男の子は、読んでくれてありがと!と言って、ぴょこんと立ち上がってどっかに行ってしまった。


「……やりましたね、先生」


「……ああ」


「さて、どうしましょう」


そういいながら、紙と筆、墨と水を用意する。

面倒なことに、この世界には、シャーペンやボールペン、鉛筆と言った便利なものはない。

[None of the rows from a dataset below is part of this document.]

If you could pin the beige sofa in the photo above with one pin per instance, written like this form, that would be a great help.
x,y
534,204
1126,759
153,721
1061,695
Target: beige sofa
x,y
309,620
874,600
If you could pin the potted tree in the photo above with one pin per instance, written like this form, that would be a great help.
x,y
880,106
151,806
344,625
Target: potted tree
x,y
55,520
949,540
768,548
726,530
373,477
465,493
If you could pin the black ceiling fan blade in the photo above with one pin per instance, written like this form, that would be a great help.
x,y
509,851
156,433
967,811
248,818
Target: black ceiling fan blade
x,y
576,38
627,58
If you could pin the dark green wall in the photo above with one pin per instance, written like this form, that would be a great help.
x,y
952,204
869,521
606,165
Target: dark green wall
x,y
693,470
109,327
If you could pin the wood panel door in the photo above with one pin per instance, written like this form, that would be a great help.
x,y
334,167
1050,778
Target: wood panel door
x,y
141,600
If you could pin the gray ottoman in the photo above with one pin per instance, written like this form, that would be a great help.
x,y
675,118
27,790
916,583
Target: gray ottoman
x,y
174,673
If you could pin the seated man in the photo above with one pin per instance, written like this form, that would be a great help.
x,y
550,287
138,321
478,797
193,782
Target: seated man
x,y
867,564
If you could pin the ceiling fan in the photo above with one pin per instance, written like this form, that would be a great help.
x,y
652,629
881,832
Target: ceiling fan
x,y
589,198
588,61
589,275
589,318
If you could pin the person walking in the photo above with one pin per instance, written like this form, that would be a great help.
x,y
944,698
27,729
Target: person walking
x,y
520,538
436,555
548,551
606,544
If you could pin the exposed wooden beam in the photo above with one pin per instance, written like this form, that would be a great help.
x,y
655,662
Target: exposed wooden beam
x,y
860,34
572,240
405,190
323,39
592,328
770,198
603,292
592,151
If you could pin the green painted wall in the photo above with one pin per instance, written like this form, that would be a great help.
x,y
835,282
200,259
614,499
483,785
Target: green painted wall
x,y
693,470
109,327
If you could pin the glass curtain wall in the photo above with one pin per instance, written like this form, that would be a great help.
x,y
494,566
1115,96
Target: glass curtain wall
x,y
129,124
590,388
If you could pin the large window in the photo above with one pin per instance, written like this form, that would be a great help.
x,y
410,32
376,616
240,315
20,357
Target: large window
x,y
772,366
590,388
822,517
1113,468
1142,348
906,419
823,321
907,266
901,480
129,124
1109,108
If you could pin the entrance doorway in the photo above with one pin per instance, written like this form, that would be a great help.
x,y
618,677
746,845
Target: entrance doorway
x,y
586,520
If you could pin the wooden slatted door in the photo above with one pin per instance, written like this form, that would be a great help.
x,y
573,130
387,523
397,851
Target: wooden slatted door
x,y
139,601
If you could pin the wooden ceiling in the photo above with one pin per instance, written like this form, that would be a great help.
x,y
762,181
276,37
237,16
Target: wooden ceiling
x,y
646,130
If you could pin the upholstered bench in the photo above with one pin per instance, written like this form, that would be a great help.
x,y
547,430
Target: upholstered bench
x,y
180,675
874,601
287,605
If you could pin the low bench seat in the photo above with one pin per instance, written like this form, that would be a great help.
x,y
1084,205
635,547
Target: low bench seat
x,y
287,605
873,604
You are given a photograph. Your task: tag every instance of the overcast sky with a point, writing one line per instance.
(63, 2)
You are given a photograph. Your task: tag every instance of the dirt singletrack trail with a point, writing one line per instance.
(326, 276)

「まず、あの絵本には2つの方法が書かれていたが、絵本の中に描いてあった神、ようするに邪神を倒しに行こうとするのは辞めておいたほうがいい。無謀だ。そうすると、必然的に1つ目の、世界を周る、というものになる。そこまではいいな?」


俺はこくこくと頷き、メモを取る。


「返事は?」


「はい!」


ハム之助先生はこくりと頷いて、説明を続ける。


「だが、そこで問題になることがいくつかある。1つ目は、学校をどうするか、という話だ。お前は学校に通うべきだから、旅に出るなら中学を卒業してからだが、その後、オレもついていくということになると、オレは仕事ができない。ただ、旅をするなら金が必要になる。だから、オレは学校に残るが、お前一人だと心配だし、オレのためにやってもらっているわけだから、オレは学校に残り、金を稼いで6割お前にやる。かわりに、お前が召喚したときだけそばにいる、という形を取りたいと思っている」


そっか、召喚してるだけだもんね。

召喚を解除すれば、召喚される前のところに戻されるのか。


「ただし、その時に問題になるのが、召喚されたときの、このハムスターの姿だと、オレの力は半減するということだ。魔力もそう、物理的な力もそう。そうすると、お前がピンチのとき、ほぼお前だけでどうにかしなくてはいけなくなる。ほれでもいいか、という話だ」


まあでも、そうは言っても、中学卒業まで3年。

そこまでで一生懸命、体や魔法、剣の腕を鍛えあげれば、先生の力が半減してもなんとかはなるかもしれない。


「はい、大丈夫です」


「わかった。で、2つ目の問題点だ。世界を周るということは、いろいろな国に入ったり出たりする、ということだ。そうすると、国を出入りするための許可証が各国で必要となる。許可証の発行は、場所も、時間も、値段も、結構バラバラらしい。ただし、他国でその情報を手に入れることはほぼできない。つまり、こちらに戻ってくるまで、かなりの時間を要するということだ。お前は、それに耐えられるか?」


耐えられるかどうか。

まだ、わからない。

カナさん達に会ってからまだあまり時間も経っていないし、これから考え方変わるかもしれないし……。


「まだ……少し……」


「まあいい。また3年後、旅立つ時にもう一度聞く。考えておけ」


そのとき、ふと思った。

……ハム之助先生、やってもらってる側なのに俺に命令しすぎじゃない?

しかも使い魔の分際で。


ということで、そのあとは先生をハムスターにしたり人間にしたりして遊んでいた。